Event Scoring Explanation

This page is an attempt to explain how the scoring works in the nSight application. This information is how it works as of 4/1/2015 and is subject to change as we tweak the algorithm.

Effects of scoring:

The important thing to understand is how a channels score affect the application. The only thing scores are used are for determining what events will be displayed in a channels event feed. Scores are used in querying IKANOW for events that match keywords that have been scored up, these events are weighted additionally by published date, closer to today is scored higher.

Scoring calculations:

Seeding a channel:

When seeding a channel, any documents you add in the initial screen will have all it's entities added incrementing their score +1. E.g. a document that you add may have entities "Barrack Obama/person", "white house/place", "cell phone/keyword", after adding your channels score would be: [barrack obama/person:1, white house/place:1, cell phone/keyword:1]. When you add a second document with entities: "white house/place", "george bush/person" the scores will go to: [barrack obama/person:1, white house/place:2, cell phone/keyword:1, george bush/person:1].

Adding a location:

When seeding a channel you can add a location.

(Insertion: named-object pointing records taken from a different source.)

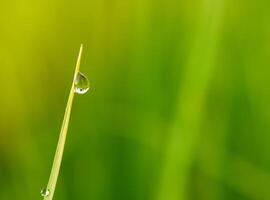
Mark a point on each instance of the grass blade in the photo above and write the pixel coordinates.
(62, 138)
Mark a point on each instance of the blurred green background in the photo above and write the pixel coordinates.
(178, 107)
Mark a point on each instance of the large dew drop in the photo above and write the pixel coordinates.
(81, 84)
(45, 192)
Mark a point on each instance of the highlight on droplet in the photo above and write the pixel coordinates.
(45, 192)
(81, 84)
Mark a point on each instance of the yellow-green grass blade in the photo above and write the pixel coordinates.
(62, 138)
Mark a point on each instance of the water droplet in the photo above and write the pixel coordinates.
(81, 84)
(45, 192)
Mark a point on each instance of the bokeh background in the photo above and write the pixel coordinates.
(178, 107)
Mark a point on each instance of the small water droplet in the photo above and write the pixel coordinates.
(45, 192)
(81, 84)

This will be used when retrieving the events feed and all scores will be higher the closer to the location.

Liking an event:

When liking an event, it acts just like seeding a document, all entities in the event have their score increased by 1. Note: events are usually a combination of documents so they can have many entities, many of which may be unrelated to the event title but came from internal docs non the less (e.g. an event might be called "Topic Event: taxes" that has a collection of documents that talk about taxes, but 1 document might discuss white house policy, another is an H&R block advertisement, and the third is a blog complaining about capital gains tax, all 3 documents would have a different subset of entities that would be merged together in the event and all those entities would be liked when you like an event). To offset the effect of adding a lot of unrelated terms, you can like/dislike more events, this will bubble up the keywords you like higher so their results will show up more often.

Disliking an event:

This is the opposite action of liking an event, but instead of decreasing a score by 1 it attempts to be a little more harsh on disliked terms. When you dislike an event it will take all entities in the event (see above point about spread of entities), and it will decrease their score by 1, then half the score. E.g. if you dislike an event with the entity "barrack obama/person" and it currently had a score of 21 for your channel, it would be reduced to 20, then halved to 10. This will eventually allow an entitiy to go negative at a much more rapid rate than just disliking by 1 but attempts to mitigate disliking collateral entities in events (e.g. you may have only wanted to dislike barrack obama/person but the event also had white house/place which you wanted to focus on, this will only reduce it by half so liking other documents can bring it back up).

Viewing current scores:

Currently you can only view what keywords have positive scores and which have negative scores. In the future we hope to show the specific values of the keywords and allow them to be modified/removed/added. To view the entities that have positive/negatives scores click the edit channel button then the info button. Items in the "liked" column have some positive score. Items in the disliked column have some negative score (these are unused in the score calculation currently as we cannot score down search terms easily).